I intend to pull them from the 7 1/4 and install them on the 8 3/4 when I get the time

so...how do I disconnect the cable without cutting it?

the car is a 71 duster, that came with a 225
 
You can use the same cable for the 8 3/4, I did anyway.

Pull the brakes apart on the 7 1/4, disconnect the cables there. After you get the other diff in, you will need to loosen the cable adjustment under the front seat (IF there is one) and then you can connect the cable up to the 8 3/4.

Mine didn't want to fit because of the larger brakes, one side went right in, the other side had me scratching my head until I loosened that cable adjustment.

Yours might be different, I don't know, you will have to look.
 
Thanks bruce, I was hoping to leave pair brake cable on the 7 1/4 for now, just so I don't need to remove the wheels and drums yet
 
I think you could separate them at the equalizer. then pull the third member and transfer cables to the 8 3/4. As Bad Sport stated once installed check lengths and adjust as needed.

my .02

Never mind I was writing as you were lol
 
You can use a floor jack to pull the rear out if that's what your thinking.
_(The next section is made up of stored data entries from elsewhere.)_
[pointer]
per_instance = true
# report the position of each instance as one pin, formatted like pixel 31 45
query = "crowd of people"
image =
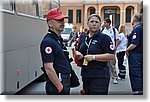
pixel 96 50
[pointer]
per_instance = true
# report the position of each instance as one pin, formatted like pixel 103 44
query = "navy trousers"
pixel 95 86
pixel 122 68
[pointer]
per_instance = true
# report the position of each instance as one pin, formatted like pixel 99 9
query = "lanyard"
pixel 88 45
pixel 57 40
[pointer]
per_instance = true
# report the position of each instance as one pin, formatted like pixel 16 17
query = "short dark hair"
pixel 92 15
pixel 107 20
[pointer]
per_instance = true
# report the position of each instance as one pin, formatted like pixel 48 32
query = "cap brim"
pixel 61 17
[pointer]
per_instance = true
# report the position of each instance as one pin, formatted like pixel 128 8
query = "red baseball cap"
pixel 56 14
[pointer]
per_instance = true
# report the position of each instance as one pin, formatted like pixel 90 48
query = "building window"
pixel 7 5
pixel 70 14
pixel 46 5
pixel 78 16
pixel 128 15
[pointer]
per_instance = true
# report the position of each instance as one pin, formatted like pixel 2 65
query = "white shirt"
pixel 110 33
pixel 123 44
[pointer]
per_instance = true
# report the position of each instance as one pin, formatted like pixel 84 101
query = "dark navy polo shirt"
pixel 98 44
pixel 136 38
pixel 52 51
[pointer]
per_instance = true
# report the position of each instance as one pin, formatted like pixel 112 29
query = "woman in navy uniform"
pixel 134 52
pixel 55 62
pixel 94 50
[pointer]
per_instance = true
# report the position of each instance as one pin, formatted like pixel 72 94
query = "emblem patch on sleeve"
pixel 134 36
pixel 48 50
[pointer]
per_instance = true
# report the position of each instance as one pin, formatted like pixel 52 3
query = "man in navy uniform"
pixel 135 55
pixel 55 62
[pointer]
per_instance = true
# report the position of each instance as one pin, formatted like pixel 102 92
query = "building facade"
pixel 119 11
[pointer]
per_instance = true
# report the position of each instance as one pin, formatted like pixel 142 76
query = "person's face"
pixel 57 25
pixel 94 24
pixel 106 24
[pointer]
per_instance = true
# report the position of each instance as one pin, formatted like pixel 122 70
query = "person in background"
pixel 114 35
pixel 93 51
pixel 134 52
pixel 122 45
pixel 55 62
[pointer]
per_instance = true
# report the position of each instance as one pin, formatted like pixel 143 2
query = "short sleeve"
pixel 136 36
pixel 47 51
pixel 107 44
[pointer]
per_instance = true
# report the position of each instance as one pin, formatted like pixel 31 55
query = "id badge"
pixel 85 62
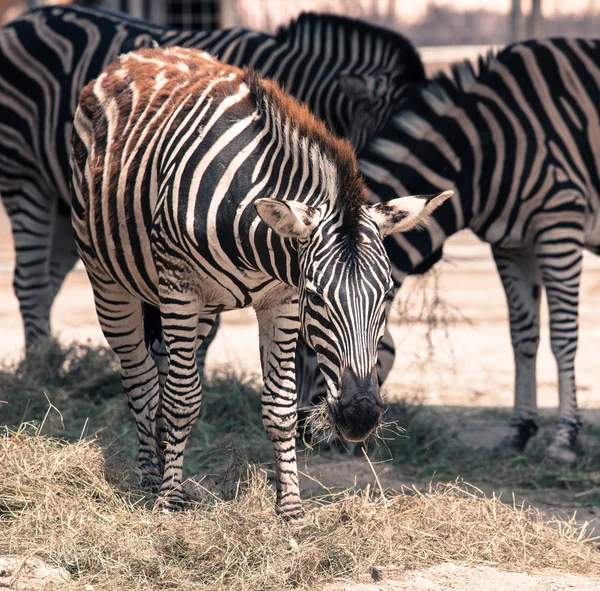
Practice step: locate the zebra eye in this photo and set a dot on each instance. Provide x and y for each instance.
(315, 299)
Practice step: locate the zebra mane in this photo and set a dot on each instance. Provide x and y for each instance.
(351, 189)
(440, 95)
(398, 54)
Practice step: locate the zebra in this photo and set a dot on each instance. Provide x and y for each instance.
(517, 138)
(198, 187)
(50, 53)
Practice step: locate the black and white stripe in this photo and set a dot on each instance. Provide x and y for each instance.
(519, 141)
(173, 153)
(50, 53)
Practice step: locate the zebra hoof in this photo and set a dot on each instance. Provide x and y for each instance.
(170, 504)
(150, 484)
(516, 442)
(293, 514)
(562, 454)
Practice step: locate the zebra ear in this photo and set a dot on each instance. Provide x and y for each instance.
(288, 219)
(405, 213)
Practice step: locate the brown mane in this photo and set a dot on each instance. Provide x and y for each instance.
(188, 71)
(352, 191)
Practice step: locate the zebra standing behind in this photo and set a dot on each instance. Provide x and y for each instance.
(50, 53)
(519, 141)
(172, 153)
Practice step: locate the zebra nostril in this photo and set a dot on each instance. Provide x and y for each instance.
(359, 407)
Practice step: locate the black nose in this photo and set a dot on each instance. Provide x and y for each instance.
(359, 408)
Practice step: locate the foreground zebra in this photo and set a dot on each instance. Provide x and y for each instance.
(172, 153)
(520, 143)
(50, 53)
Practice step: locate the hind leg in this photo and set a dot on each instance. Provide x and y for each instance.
(120, 317)
(63, 255)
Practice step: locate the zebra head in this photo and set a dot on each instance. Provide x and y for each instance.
(344, 286)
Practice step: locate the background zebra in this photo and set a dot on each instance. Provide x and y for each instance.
(519, 141)
(50, 53)
(172, 152)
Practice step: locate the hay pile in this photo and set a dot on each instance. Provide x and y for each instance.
(58, 500)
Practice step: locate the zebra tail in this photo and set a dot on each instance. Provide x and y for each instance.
(152, 324)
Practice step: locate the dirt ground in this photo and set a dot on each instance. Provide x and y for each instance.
(465, 369)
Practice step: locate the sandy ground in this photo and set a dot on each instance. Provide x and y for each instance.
(470, 363)
(467, 366)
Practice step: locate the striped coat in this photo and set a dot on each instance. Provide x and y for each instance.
(198, 188)
(519, 141)
(50, 53)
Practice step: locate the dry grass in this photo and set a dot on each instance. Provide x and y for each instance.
(58, 501)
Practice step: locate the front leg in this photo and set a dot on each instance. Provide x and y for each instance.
(521, 280)
(278, 331)
(560, 257)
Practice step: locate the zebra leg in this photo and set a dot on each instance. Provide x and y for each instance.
(560, 259)
(120, 317)
(31, 216)
(521, 279)
(63, 255)
(205, 344)
(159, 352)
(278, 332)
(183, 329)
(311, 386)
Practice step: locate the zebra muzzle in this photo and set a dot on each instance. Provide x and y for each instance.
(359, 408)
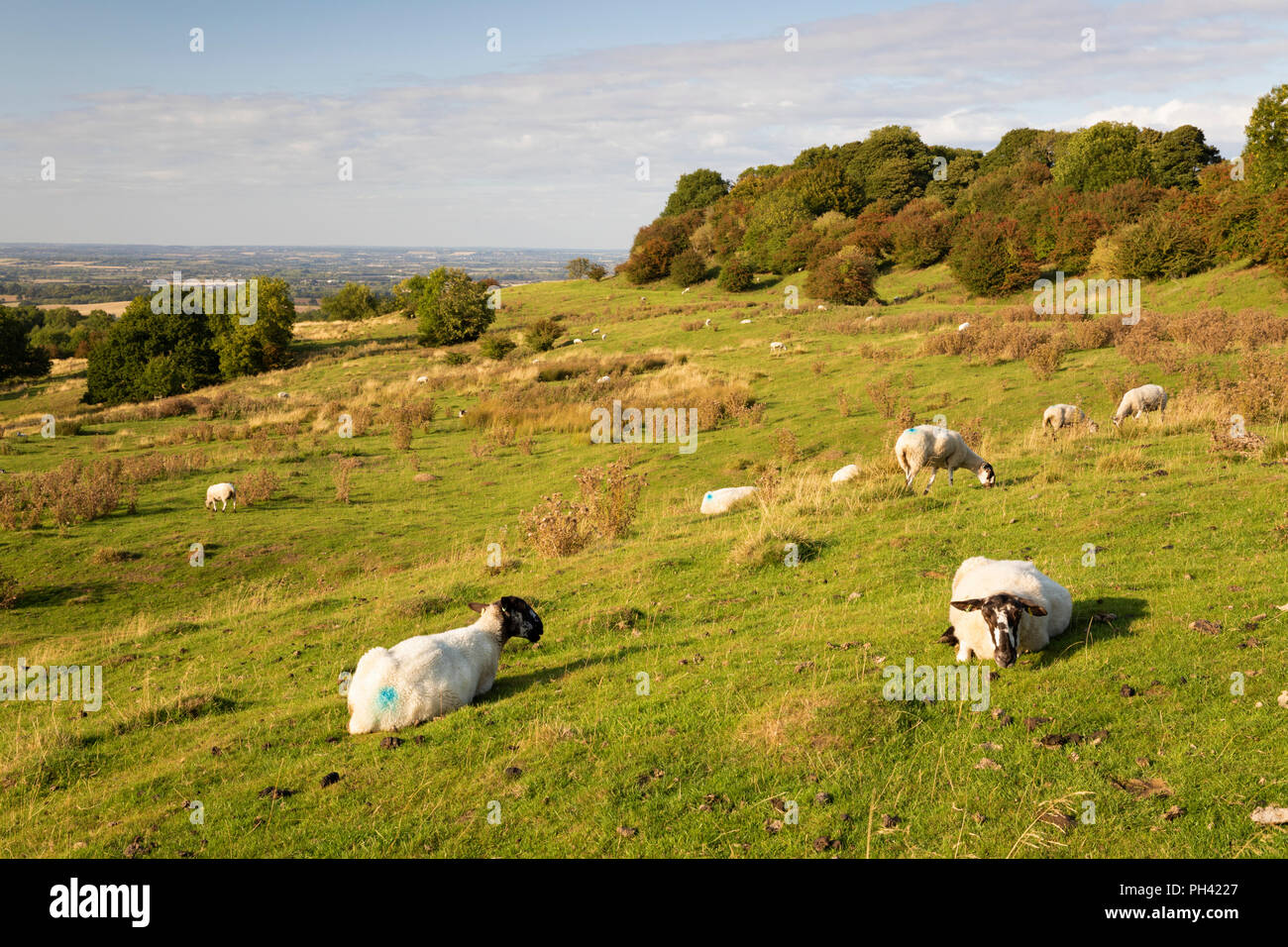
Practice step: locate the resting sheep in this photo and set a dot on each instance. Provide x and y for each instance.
(1140, 401)
(1001, 607)
(1065, 416)
(429, 676)
(939, 449)
(846, 474)
(220, 491)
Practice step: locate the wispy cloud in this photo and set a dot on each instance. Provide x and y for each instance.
(548, 157)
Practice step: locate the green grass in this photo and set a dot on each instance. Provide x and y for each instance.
(764, 682)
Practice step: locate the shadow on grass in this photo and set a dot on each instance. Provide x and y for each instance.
(1086, 628)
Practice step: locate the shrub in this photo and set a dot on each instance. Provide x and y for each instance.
(990, 257)
(735, 275)
(496, 347)
(541, 335)
(845, 277)
(1166, 244)
(610, 497)
(555, 527)
(688, 268)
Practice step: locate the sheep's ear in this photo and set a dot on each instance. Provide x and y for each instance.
(1030, 607)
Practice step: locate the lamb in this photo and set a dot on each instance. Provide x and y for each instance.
(724, 499)
(1140, 401)
(1001, 607)
(429, 676)
(846, 474)
(1065, 416)
(939, 449)
(220, 491)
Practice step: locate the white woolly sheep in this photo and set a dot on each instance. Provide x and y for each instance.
(1140, 401)
(1001, 607)
(724, 499)
(220, 491)
(846, 474)
(430, 676)
(939, 449)
(1065, 416)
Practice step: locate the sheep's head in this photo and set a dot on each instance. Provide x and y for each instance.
(518, 618)
(1003, 616)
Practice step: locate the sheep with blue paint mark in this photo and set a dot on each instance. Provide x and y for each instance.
(430, 676)
(939, 449)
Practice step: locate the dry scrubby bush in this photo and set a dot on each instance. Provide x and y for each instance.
(77, 491)
(608, 500)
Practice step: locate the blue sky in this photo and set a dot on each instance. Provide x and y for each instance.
(539, 144)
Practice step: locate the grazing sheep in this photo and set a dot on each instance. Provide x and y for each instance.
(1001, 607)
(429, 676)
(939, 449)
(722, 500)
(846, 474)
(1140, 401)
(220, 491)
(1065, 416)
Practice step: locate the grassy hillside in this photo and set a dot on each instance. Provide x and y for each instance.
(764, 681)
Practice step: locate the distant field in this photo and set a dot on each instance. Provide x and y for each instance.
(763, 728)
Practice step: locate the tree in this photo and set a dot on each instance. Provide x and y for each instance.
(259, 346)
(696, 191)
(1109, 153)
(151, 355)
(353, 303)
(1266, 150)
(990, 256)
(735, 275)
(456, 312)
(845, 277)
(688, 268)
(541, 335)
(18, 357)
(1180, 155)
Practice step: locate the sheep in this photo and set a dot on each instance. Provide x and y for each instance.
(1001, 607)
(1065, 416)
(846, 474)
(220, 491)
(939, 449)
(722, 500)
(1140, 401)
(428, 676)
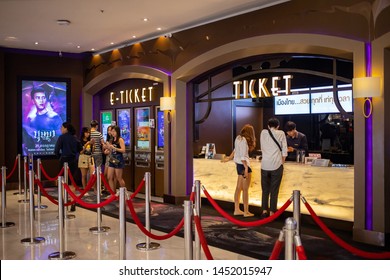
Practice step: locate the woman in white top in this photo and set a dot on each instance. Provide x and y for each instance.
(244, 143)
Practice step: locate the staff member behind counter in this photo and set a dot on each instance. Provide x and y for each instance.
(295, 141)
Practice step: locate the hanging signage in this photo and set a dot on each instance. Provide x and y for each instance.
(256, 88)
(130, 96)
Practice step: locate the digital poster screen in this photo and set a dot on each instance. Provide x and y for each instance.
(106, 121)
(142, 129)
(44, 107)
(123, 121)
(160, 129)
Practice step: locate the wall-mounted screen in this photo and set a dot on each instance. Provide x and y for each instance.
(160, 129)
(323, 102)
(142, 128)
(44, 107)
(124, 123)
(292, 104)
(105, 120)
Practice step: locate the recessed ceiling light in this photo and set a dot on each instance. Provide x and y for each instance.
(63, 22)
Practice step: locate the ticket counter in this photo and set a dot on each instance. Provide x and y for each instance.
(329, 190)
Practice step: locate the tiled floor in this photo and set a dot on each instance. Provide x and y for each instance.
(79, 239)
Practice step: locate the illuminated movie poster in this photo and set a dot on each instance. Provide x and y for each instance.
(160, 129)
(143, 129)
(123, 119)
(106, 121)
(44, 109)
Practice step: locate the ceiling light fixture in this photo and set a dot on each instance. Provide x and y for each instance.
(63, 22)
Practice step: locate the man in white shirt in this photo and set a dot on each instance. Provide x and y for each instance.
(274, 153)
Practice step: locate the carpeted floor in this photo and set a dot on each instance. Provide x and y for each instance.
(255, 242)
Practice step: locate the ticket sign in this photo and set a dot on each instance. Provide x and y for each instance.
(292, 104)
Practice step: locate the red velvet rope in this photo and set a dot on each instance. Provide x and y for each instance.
(148, 233)
(140, 186)
(106, 184)
(48, 177)
(53, 200)
(203, 241)
(301, 253)
(247, 224)
(276, 250)
(73, 182)
(340, 242)
(44, 192)
(85, 204)
(13, 169)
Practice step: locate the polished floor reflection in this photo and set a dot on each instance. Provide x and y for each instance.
(78, 238)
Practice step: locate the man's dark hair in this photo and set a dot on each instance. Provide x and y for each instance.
(38, 89)
(94, 123)
(290, 126)
(69, 127)
(273, 122)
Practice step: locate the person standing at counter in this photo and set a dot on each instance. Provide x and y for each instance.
(244, 143)
(273, 146)
(296, 141)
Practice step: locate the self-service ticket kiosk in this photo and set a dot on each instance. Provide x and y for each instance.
(142, 145)
(159, 152)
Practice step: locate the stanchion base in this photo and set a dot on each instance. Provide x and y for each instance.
(99, 230)
(67, 255)
(68, 217)
(32, 241)
(152, 246)
(7, 224)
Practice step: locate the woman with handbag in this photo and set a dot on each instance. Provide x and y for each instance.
(86, 162)
(116, 161)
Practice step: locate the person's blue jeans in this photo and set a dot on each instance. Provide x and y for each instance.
(270, 183)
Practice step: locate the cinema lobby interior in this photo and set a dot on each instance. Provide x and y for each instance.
(180, 80)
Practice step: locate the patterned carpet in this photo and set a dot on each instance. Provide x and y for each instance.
(255, 242)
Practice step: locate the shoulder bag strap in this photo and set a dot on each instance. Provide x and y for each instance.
(273, 138)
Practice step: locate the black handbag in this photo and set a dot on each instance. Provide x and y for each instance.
(113, 160)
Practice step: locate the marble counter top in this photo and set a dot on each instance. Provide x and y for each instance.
(329, 190)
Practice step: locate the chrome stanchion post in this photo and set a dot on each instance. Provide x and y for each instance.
(19, 177)
(39, 195)
(4, 224)
(122, 223)
(289, 233)
(297, 209)
(25, 200)
(62, 254)
(188, 245)
(66, 173)
(32, 240)
(198, 204)
(99, 228)
(146, 246)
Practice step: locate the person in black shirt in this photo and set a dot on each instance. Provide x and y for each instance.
(296, 141)
(67, 147)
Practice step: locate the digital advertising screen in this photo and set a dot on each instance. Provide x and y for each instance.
(323, 102)
(123, 121)
(142, 129)
(292, 104)
(44, 107)
(106, 121)
(160, 129)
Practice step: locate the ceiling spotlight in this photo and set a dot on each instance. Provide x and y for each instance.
(63, 22)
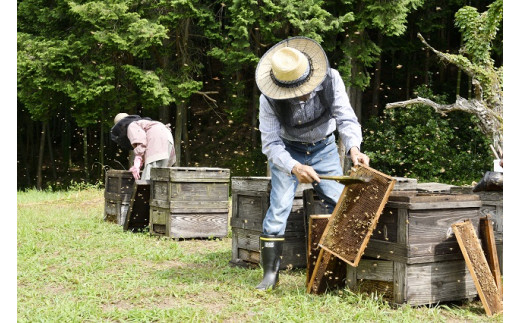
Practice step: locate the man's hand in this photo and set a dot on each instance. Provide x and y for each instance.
(135, 172)
(358, 157)
(305, 174)
(138, 160)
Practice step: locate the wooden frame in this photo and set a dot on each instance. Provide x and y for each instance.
(478, 267)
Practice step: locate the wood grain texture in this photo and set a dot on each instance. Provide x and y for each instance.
(317, 224)
(246, 247)
(356, 215)
(490, 251)
(138, 215)
(478, 267)
(411, 232)
(413, 284)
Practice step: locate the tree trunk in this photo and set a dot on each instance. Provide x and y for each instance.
(179, 118)
(355, 96)
(374, 109)
(164, 114)
(102, 148)
(185, 138)
(39, 178)
(51, 155)
(85, 154)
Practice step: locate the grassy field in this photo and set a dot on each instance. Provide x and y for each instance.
(74, 267)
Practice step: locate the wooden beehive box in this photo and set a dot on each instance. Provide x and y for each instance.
(416, 227)
(413, 256)
(250, 201)
(413, 284)
(118, 191)
(189, 202)
(492, 206)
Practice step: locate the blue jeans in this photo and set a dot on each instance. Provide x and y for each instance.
(324, 158)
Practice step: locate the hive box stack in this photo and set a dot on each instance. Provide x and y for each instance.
(189, 202)
(118, 191)
(413, 256)
(250, 201)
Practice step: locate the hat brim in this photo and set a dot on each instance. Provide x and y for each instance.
(317, 59)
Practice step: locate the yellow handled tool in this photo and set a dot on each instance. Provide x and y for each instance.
(346, 179)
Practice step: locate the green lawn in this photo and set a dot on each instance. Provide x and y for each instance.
(74, 267)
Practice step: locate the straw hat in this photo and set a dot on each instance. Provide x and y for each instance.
(294, 67)
(120, 116)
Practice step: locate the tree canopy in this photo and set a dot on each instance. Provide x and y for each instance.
(191, 63)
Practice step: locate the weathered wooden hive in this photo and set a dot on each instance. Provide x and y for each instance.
(189, 202)
(118, 191)
(413, 256)
(250, 201)
(492, 206)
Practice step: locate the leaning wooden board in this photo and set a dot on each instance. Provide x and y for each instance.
(490, 250)
(356, 215)
(478, 267)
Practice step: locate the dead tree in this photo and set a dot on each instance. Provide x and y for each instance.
(487, 105)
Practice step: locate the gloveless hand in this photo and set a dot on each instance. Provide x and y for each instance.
(358, 157)
(305, 174)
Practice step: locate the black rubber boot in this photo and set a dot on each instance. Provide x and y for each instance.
(270, 251)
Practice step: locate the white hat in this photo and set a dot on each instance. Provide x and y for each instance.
(120, 116)
(294, 67)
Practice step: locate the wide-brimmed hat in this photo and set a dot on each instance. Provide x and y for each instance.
(294, 67)
(120, 116)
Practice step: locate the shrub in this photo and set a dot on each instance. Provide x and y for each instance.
(417, 142)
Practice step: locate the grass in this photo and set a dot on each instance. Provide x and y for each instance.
(74, 267)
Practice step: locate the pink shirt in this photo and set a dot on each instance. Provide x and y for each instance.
(151, 140)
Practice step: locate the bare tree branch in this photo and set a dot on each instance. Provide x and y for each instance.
(488, 119)
(205, 95)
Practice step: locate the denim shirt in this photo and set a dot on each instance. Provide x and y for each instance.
(343, 119)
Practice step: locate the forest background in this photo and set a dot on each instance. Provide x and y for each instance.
(191, 63)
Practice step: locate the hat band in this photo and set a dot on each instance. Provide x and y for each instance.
(295, 83)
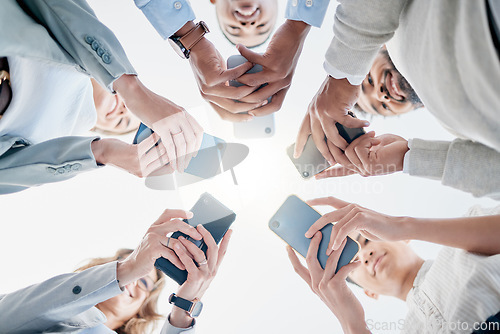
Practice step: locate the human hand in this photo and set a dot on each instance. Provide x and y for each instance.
(331, 288)
(330, 105)
(154, 245)
(201, 270)
(278, 63)
(372, 156)
(141, 159)
(180, 134)
(352, 217)
(211, 74)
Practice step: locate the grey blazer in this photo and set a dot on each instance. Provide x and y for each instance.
(62, 32)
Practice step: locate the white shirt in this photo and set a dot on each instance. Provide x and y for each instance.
(455, 292)
(48, 101)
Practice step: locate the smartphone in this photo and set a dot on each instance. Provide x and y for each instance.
(349, 134)
(291, 222)
(215, 217)
(258, 127)
(207, 162)
(311, 161)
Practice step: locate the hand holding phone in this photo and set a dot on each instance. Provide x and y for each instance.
(291, 222)
(215, 218)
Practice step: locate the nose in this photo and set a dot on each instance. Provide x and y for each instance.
(380, 93)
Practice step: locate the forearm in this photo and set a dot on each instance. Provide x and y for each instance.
(473, 234)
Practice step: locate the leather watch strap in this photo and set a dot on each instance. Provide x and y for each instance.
(194, 35)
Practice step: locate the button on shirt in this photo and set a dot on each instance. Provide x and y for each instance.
(166, 16)
(454, 291)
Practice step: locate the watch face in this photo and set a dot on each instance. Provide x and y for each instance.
(197, 309)
(177, 48)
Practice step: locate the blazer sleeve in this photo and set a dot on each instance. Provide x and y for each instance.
(74, 25)
(44, 305)
(23, 165)
(461, 164)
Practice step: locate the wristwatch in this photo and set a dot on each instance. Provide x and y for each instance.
(193, 308)
(183, 44)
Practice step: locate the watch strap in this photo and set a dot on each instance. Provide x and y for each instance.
(194, 35)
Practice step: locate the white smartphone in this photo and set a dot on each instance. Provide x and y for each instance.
(258, 127)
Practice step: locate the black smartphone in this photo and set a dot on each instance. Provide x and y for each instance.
(349, 134)
(215, 217)
(207, 162)
(291, 222)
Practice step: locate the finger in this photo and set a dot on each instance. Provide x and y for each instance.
(170, 255)
(265, 92)
(180, 150)
(235, 72)
(168, 142)
(223, 248)
(269, 108)
(319, 139)
(347, 269)
(198, 254)
(331, 263)
(331, 201)
(212, 249)
(297, 266)
(325, 220)
(198, 131)
(302, 136)
(340, 157)
(351, 122)
(331, 131)
(312, 258)
(235, 106)
(228, 116)
(147, 144)
(335, 172)
(185, 259)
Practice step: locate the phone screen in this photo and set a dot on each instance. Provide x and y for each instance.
(291, 222)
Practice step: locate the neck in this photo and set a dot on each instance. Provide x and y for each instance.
(113, 321)
(410, 279)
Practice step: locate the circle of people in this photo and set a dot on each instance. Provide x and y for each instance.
(386, 58)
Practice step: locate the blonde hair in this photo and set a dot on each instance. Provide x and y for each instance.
(148, 313)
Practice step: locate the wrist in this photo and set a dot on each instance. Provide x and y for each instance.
(180, 318)
(98, 147)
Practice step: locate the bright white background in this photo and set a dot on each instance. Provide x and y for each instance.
(49, 230)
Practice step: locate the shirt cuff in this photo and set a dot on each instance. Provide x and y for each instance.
(166, 16)
(311, 12)
(337, 74)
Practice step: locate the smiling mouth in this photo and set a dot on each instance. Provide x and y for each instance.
(392, 87)
(247, 14)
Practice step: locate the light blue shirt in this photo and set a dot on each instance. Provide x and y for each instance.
(311, 12)
(166, 16)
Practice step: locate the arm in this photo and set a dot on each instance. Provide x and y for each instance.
(361, 27)
(58, 299)
(23, 165)
(332, 288)
(461, 164)
(474, 234)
Just need a hand balancing it.

Or pull it apart, unhook the cables and just put the wheels back on without the hardware.
 
My main concern was getting the cable out of the backing plates
I fought that for a while when I was getting the rear end ready...is there a trick to that?
 
My main concern was getting the cable out of the backing plates
I fought that for a while when I was getting the rear end ready...is there a trick to that?

Absolutely, use a box end wrench (7/16 maybe) I can't remember, just find the one that will squeeze those tangs together, slide it over the end and push it on collapsing the tangs that hold it in, slide it out.
 
I pier them through, one tab atta time
The adjusting nut on the equalizer is usually seized. I run a re-threader up the exposed threads. Then, if penetrating fluid doesn't work, heat will.
 
I do along the lines as Bad Sport, only use a 3/8 drive deep well socket. Fits over the cable and compresses the tangs, works great.
 
I pier them through, one tab atta time
The adjusting nut on the equalizer is usually seized. I run a re-threader up the exposed threads. Then, if penetrating fluid doesn't work, heat will.

this is what I ended up doing
(could not get a proper box wrench to fit)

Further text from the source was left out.